Reputation: 2033
Have ten billions of documents. One field of the document is timestamp (milliseconds), used the following mapping when indexing.
timestamp:
type: "date"
format: "YYYY-MM-dd HH:mm:ss||YYYY-MM-dd HH:mm:ss.SSS"
ignore_malformed: true
doc_values: true
When search, use the range filter. Since doc_value is used, range filter internally use invert index to search. It is kind of slowness.
The execution option controls how the range filter internally executes. The execution option accepts the following values: index: Uses the field’s inverted index in order to determine whether documents fall within the specified range.

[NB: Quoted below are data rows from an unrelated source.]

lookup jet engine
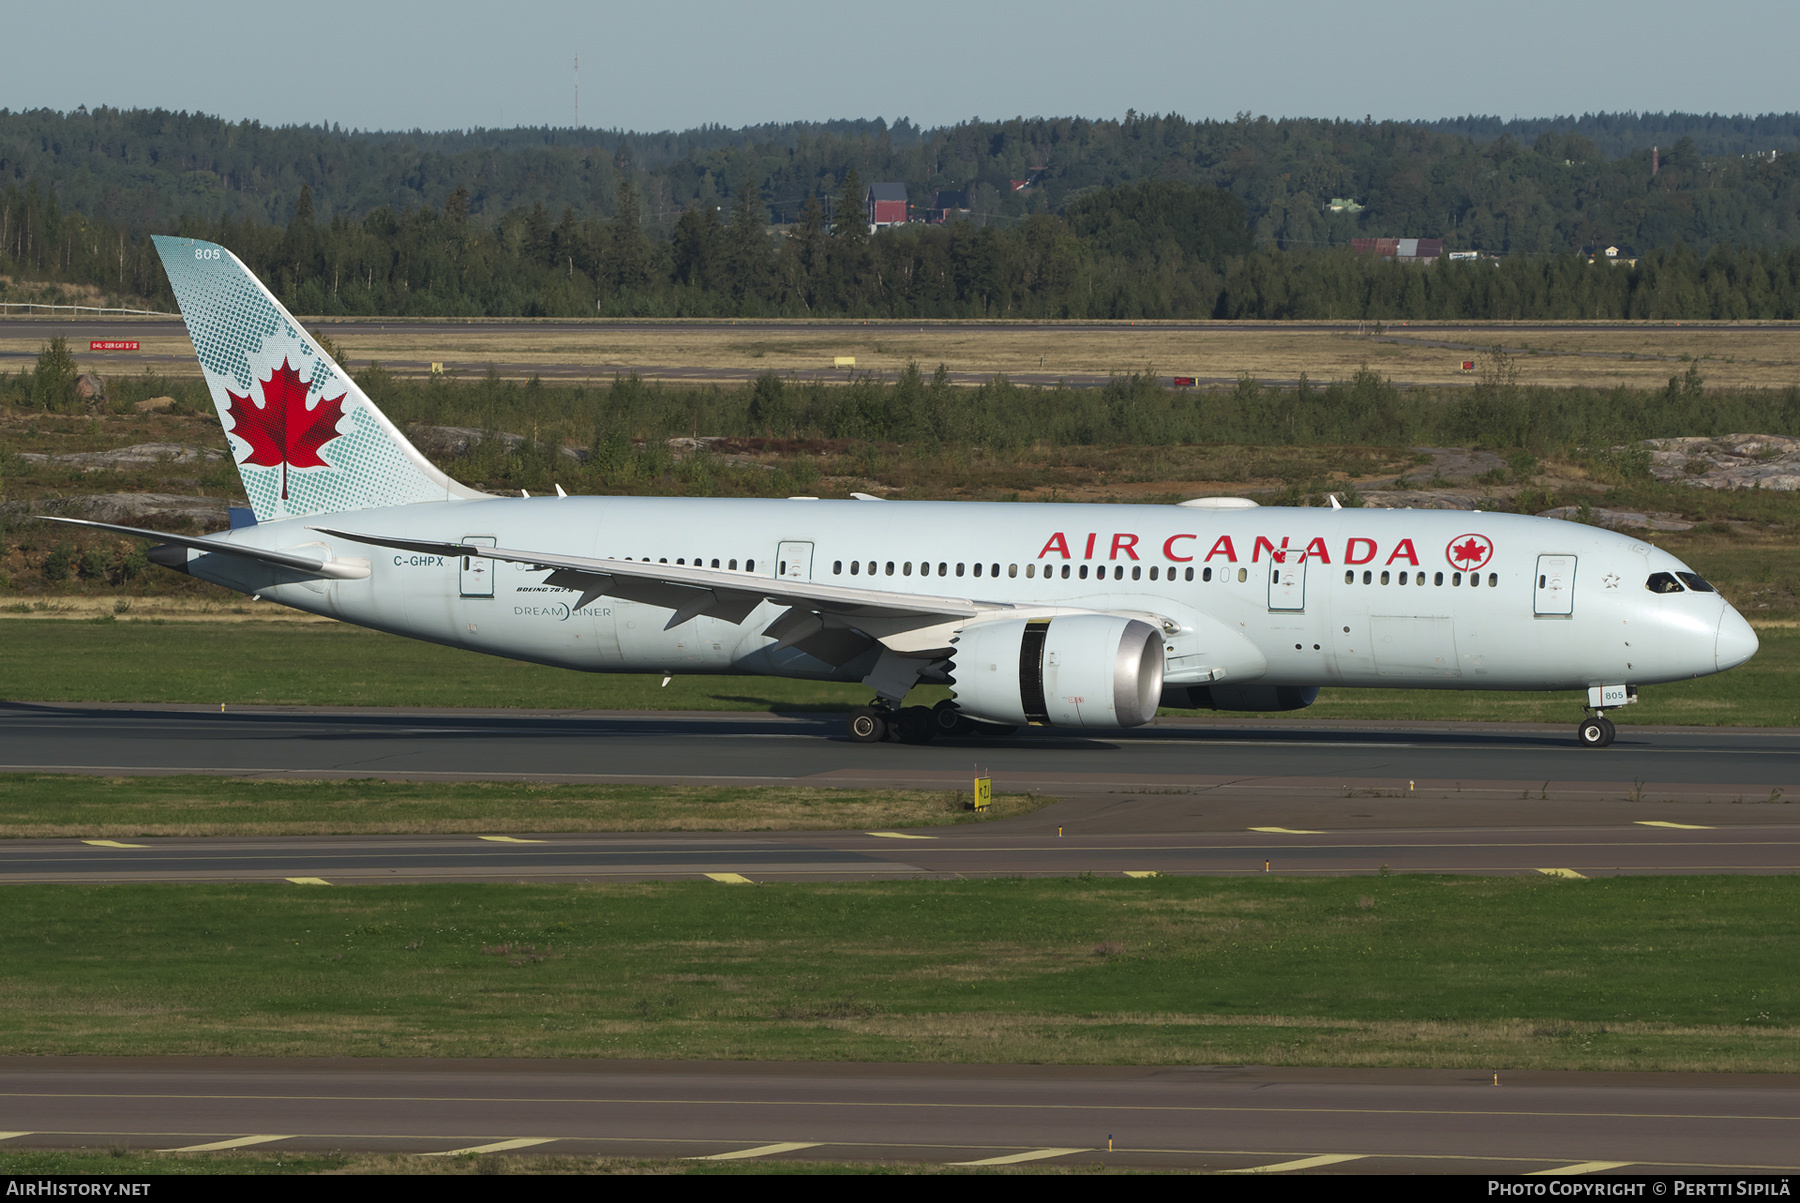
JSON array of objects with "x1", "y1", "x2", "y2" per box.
[
  {"x1": 1162, "y1": 684, "x2": 1320, "y2": 711},
  {"x1": 949, "y1": 614, "x2": 1164, "y2": 729}
]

If I change the mapping in another way, that is, use day instead of hours/seconds/milliseconds.
day:
type: "date"
format: "YYYY-MM-dd"
ignore_malformed: true
doc_values: true
when search, use the range filter, it is faster.
Can someone help explain why the performance differ.
The first one (using seconds/milliseconds), the invert index (assume internally it is kind of hashtable) has huge number of keys. While the second one (only use days), the invert index has much less keys. Is it the reason ?
Upvotes: 0
Views: 551
Reputation: 6357
Your assumption is correct. The number of unique values is less when time component of date is not indexed. When doing a range query, Elasticsearch has to "loop" over lesser number of postings list and hence the performance improvement observed.
Upvotes: 1